Een boek dat dusdanig heftig begint, een heftige slachting door een vos, lijkt niet meteen geschikt voor 4-jarigen. Maar niets is minder waar. De heftige slachting wordt besproken op een manier dat je er als lezer bijna niets van meekrijgt. Er is één kip die het overleeft, Vera Kloek. Zij zat te broeden en zoals het een goede kip betaamt verlaat je de eieren niet. Pas wanneer alles stil en rustig is neemt ze een kijkje en komt tot de conclusie dat alle kippen en de haan weg zijn. Er liggen alleen nog veren op het gras. Maar dan blijkt er een jong vosje achter te zijn gebleven. Vera Kloek smelt van de zielige oogjes en neemt hem onder haar hoede. Haar jonkies groeien op met Vonk, de vos. Wanneer er nieuwe kippen komen, wordt Vonk weggestuurd. Ze vertrouwen een vos niet. Vera gaat met hem mee op reis.
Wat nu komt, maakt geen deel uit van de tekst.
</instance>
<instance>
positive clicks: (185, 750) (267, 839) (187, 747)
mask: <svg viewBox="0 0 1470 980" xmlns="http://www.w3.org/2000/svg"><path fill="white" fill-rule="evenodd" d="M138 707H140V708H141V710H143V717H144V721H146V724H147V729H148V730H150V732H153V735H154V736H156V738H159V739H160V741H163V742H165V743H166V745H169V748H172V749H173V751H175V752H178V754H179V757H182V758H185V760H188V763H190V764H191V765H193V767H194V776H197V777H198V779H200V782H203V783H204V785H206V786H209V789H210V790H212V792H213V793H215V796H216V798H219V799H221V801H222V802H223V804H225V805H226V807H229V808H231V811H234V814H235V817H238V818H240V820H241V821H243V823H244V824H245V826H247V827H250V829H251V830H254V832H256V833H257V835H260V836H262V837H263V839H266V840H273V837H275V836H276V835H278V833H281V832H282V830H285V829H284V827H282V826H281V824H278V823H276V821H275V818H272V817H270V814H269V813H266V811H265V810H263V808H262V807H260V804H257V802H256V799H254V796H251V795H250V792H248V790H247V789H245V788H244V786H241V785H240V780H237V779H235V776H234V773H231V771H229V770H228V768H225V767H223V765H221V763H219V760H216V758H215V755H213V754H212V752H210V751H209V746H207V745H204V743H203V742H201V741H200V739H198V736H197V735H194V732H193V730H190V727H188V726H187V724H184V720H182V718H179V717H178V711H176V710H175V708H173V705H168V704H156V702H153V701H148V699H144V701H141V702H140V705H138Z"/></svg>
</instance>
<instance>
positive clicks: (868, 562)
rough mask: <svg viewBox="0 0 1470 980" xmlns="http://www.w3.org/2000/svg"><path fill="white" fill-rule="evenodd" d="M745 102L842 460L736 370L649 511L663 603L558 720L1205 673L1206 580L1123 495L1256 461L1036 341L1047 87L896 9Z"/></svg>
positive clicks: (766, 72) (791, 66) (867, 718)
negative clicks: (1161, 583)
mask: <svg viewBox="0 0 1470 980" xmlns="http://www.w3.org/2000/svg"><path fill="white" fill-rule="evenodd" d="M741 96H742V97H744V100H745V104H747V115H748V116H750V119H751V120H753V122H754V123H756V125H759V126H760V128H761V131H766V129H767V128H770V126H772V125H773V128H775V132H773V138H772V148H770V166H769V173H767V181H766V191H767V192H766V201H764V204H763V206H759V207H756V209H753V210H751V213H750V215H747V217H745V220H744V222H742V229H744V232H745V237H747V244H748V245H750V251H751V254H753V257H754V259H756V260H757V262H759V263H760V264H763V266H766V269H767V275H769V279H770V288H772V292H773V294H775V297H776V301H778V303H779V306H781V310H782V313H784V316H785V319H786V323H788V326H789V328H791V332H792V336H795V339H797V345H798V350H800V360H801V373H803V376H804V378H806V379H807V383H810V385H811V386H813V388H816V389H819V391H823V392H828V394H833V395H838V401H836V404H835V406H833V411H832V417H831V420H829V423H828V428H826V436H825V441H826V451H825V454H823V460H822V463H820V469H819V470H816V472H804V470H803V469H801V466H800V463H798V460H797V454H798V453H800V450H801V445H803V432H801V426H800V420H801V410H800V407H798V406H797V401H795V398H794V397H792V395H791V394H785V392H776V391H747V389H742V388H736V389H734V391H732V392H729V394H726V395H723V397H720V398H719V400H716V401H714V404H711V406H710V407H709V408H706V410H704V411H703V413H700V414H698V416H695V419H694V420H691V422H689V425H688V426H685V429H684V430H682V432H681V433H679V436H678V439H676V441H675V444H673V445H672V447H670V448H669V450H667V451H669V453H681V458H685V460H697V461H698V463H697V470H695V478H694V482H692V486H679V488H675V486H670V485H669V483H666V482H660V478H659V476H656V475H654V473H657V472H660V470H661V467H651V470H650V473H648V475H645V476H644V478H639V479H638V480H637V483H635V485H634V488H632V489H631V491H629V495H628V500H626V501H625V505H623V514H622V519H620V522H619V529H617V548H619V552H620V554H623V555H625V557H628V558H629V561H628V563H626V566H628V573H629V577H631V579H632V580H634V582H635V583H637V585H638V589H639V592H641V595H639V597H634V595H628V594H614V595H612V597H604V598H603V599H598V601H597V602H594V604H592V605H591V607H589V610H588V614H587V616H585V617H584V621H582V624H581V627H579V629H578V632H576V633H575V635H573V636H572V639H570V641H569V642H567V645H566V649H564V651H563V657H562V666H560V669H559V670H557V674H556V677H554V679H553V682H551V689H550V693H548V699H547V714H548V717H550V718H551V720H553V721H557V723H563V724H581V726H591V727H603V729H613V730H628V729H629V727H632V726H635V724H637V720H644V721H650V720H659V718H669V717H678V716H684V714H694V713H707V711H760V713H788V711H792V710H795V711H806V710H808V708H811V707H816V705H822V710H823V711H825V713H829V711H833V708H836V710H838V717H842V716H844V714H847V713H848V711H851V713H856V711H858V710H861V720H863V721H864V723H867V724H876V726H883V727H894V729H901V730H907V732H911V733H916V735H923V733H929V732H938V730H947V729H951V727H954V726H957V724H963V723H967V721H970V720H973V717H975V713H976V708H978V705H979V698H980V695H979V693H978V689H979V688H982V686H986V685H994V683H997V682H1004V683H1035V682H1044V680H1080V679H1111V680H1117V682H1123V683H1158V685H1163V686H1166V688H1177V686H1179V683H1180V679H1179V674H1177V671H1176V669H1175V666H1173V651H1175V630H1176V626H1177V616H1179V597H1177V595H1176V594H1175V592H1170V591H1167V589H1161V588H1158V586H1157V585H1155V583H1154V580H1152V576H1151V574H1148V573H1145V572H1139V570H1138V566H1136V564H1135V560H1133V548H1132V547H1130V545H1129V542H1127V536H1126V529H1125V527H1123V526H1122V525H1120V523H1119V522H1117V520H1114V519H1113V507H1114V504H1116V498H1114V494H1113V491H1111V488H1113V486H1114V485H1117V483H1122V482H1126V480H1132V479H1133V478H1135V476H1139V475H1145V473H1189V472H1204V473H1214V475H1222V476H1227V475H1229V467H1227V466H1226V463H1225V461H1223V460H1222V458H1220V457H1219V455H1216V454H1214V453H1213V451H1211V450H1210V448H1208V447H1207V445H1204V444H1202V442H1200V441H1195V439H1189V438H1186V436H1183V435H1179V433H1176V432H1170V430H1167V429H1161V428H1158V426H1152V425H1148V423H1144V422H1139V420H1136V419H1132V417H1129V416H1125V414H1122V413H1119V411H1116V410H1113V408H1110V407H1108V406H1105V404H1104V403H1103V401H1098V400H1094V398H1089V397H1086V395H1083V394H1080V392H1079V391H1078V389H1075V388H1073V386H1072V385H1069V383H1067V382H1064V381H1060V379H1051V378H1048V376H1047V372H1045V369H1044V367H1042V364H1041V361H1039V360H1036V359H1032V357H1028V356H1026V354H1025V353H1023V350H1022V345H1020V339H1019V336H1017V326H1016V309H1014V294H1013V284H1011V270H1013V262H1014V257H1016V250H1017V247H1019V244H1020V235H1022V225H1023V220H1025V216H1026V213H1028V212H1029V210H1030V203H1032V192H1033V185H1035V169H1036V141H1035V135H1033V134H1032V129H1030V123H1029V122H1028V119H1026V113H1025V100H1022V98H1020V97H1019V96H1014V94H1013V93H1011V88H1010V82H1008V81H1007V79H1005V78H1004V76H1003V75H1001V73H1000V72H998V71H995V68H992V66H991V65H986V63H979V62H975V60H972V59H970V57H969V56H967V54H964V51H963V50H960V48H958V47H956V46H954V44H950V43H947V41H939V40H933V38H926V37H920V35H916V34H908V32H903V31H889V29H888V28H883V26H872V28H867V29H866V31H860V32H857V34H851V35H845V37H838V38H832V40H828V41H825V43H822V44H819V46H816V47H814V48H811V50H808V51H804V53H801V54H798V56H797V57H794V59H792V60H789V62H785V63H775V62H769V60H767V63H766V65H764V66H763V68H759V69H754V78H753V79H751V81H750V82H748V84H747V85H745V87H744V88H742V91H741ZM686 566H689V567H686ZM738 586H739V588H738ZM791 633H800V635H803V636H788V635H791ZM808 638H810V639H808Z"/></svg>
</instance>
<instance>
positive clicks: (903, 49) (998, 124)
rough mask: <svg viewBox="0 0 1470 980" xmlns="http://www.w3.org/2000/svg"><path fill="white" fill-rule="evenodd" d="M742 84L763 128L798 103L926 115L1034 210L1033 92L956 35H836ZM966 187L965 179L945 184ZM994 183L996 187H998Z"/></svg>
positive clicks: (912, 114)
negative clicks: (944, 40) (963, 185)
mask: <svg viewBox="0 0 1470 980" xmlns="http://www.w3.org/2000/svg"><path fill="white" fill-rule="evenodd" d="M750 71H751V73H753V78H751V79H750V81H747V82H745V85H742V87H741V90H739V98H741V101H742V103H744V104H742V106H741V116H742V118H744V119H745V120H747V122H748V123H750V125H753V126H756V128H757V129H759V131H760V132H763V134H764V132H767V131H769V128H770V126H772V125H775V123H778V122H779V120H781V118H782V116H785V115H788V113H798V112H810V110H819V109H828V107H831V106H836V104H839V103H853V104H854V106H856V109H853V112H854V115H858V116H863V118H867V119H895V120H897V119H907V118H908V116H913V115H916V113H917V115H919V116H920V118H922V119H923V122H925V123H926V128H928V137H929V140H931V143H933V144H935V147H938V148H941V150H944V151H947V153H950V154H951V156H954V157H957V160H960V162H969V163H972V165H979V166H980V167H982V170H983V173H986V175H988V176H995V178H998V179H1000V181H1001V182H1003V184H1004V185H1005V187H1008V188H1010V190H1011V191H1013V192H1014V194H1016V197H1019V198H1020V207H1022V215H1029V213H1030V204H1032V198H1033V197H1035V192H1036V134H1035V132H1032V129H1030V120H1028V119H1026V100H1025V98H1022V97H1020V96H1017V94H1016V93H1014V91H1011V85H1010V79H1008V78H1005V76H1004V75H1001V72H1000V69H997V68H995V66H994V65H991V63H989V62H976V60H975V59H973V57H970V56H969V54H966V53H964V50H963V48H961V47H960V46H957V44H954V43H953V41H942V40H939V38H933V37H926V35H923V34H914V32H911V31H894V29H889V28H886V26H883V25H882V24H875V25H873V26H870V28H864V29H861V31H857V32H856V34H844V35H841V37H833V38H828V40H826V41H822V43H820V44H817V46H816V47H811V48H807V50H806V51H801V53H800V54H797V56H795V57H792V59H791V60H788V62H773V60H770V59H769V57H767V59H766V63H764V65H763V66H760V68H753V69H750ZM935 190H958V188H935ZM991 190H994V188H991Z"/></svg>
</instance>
Jef Aerts omschrijft op een emotionele wijze de band tussen kip en vos. Het is zo onrealistisch maar door zijn schrijfwijze klinkt het allemaal logisch en realistisch. Als lezer begreep ik bijna niet waarom de andere kippen de vos niet konden vertrouwen. Toch komen Vonk en Vera tijdens hun reis erachter dat Vonk wel anders is. Er zijn toch grote verschillen: Vonk ruikt een heerlijke geur op het markt. Het blijkt gebraden kip te zijn. Hij besluit zelf om weg te gaan. Door de illustraties van Martijn van der Linden wordt deze beslissing nog emotioneler wanneer Vonk in de verte verdwijnt en Vera hem niet meer kan vinden wanneer ze achter hem aangaat. Van der Linden heeft prachtige, realistische illustraties gemaakt. Het zorgt voor een extra dimensie en lading aan dit verhaal. Zonder de illustraties was deze tekst minder goed geweest, maar zonder de tekst waren de illustraties minder goed geweest.
Het is een prachtig voorleesboek over acceptatie. Juist in deze tijd waarin we elkaar slecht vertrouwen is dit boek een wijze les: don’t judge a book by it’s cover. Mensen kunnen ook anders zijn dan je op het eerste gezicht denkt.